You are most likely hitting this issue: https://connect.microsoft.com/SQLServer/feedback/details/187192/

If this is indeed the case, the ROLLBACK isn't actually doing anything, it is just hung and will only clear by either killing the surrogate host or restarting SQL Server (which will cause any surrogates to be recycled, although that depends on a DCOM timeout and may not actually happen- the DCOM system tries to keep them around for reuse).

It is not clear at this time if this is a SQL Server or Oracle OLEDB Driver issue (although I am more inclined to think the latter because of the sheer amount of reports about Oracle).

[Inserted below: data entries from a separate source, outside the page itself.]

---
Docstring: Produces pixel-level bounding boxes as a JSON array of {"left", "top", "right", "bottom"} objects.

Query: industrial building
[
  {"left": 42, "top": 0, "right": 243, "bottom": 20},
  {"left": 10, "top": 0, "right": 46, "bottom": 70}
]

If your OLEDB Driver is not allowed InProcess:

enter image description here

it will run in a dllhost surrogate as you show, in which case you can kill it- SQL Server will gracefully rollback any uncommitted transactions and restart the OLEDB Driver when a new query tries to access it. If however it is allowed to run InProcess, the OLEDB Driver DLL gets loaded by the SQL Server executable in its own address space and becomes impossible to kill (without killing the SQL Server which no sane person would do). Running InProcess is risky no less because a bug in the OLEDB Driver can mess up SQL Server causing it to crash or even worse- cause silent data corruption that can go unnoticed for a long time causing much damage to data (I had suffered that). Considering the performance of today's hardware and the efficiency of today OS's inter-process communication, running out of process has negligible performance penalty and provides critical safety.